The history of the bow tie may be murky, but unlike the wheel or gravity, it's recent enough for us to identify with, and even understand. Like most beginnings, the first signs of a bow tie came from necessity. In the 17th century, a young, ambitious fellow named Derek (real name unknown), who was a popular, sexually active Croatian mercenary during the Prussian Wars, needed something to hold together the opening of his 17th century shirt. To do this, he used a knotted piece of fabric - a look which caught on so rapidly, Sir Walter Topbuttön was right to feel his solution was completely overlooked.
French soldiers brought the look back home with them and in classic fashion, claimed it as their own. Although, in a nod to Derek and the Croats, they did call them Cravats which came from the French word for Croat. Once Cravats hit Paris, they went main stream among the upper class and were adorning necks everywhere for many years to come.
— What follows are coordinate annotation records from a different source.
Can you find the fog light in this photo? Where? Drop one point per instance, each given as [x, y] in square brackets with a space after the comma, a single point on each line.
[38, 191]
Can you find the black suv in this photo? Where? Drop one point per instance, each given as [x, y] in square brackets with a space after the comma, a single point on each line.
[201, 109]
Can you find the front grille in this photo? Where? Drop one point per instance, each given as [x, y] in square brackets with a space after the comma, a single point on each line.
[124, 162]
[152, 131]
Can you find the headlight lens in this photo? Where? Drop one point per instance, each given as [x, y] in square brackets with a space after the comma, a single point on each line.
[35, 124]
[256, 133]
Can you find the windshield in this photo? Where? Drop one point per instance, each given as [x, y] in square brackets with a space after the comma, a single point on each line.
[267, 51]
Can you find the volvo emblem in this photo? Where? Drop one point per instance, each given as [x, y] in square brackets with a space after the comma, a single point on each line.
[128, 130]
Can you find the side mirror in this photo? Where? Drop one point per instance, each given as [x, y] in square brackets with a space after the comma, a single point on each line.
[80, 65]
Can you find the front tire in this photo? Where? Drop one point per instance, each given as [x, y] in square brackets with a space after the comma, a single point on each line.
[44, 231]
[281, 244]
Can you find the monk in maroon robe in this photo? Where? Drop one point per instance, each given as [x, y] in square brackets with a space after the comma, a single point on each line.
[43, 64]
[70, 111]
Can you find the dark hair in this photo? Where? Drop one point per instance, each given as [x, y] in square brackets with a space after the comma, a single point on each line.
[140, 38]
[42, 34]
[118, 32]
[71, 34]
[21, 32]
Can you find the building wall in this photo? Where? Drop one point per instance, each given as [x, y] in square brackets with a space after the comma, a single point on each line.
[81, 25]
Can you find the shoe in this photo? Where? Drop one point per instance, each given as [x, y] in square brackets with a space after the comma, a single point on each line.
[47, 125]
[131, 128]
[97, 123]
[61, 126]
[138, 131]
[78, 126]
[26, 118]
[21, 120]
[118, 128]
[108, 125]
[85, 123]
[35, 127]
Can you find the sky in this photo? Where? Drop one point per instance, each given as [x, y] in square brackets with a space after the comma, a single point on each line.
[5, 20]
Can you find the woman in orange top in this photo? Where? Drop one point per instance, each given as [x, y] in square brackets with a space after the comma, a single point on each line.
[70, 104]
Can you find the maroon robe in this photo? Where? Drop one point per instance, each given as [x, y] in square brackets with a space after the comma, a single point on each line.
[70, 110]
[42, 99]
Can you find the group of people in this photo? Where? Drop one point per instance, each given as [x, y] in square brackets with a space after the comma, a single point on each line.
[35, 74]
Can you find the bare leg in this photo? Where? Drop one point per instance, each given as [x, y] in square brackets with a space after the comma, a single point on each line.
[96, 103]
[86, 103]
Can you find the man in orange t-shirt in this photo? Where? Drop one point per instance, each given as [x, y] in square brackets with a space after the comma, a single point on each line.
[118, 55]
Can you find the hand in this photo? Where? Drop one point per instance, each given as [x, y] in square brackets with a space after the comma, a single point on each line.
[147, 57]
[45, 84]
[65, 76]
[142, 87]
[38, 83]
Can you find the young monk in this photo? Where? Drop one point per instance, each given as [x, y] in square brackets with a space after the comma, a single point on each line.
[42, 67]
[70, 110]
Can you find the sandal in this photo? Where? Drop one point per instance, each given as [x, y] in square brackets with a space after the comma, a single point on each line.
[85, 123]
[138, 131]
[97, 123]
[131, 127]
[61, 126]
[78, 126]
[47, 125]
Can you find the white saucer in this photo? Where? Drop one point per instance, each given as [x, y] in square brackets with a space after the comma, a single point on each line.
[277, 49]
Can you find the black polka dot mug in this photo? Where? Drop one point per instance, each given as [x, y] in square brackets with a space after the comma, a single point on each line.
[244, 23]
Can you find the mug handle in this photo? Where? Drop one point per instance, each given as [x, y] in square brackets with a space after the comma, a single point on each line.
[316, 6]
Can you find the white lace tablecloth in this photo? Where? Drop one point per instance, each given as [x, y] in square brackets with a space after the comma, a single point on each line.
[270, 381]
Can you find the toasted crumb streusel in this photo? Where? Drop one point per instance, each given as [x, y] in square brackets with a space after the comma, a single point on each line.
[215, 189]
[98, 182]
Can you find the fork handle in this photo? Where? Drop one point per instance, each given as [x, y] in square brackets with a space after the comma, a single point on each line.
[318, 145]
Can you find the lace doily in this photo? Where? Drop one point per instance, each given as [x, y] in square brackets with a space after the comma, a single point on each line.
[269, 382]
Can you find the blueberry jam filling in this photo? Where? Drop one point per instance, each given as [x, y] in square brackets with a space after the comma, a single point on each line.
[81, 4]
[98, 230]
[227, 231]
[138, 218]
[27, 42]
Long after Derek had passed, the cravat evolved into the bow tie from the search of something that could be perfectly symmetrical and decorative. In 1886 Pierre Lorillard cemented its importance when he designed the tuxedo with a black bow tie as the centre point, which led to the phrase Black Tie Attire.
Since then, fashion of course has changed, repeated and shifted again and again. It went from a common accessory both for the upper and lower middle class, to flashy and showy, to political, back to formal, and then to casual again - then repeated those phases in a different order. Everyone from James Bond to Bill Nye, Sinatra to Pee Wee, and Rihanna to JT has sported a bow tie, and pulled it off well. Imagine if Derek could see what he started.
Cursor & Thread is so excited to be a part of bringing what was previously reserved for formal wear, back to everyday, casual, grabbing coffee, tinkering with the car wear. What was born out of necessity, has now been modified to be one of the most iconic accessories for men of all time.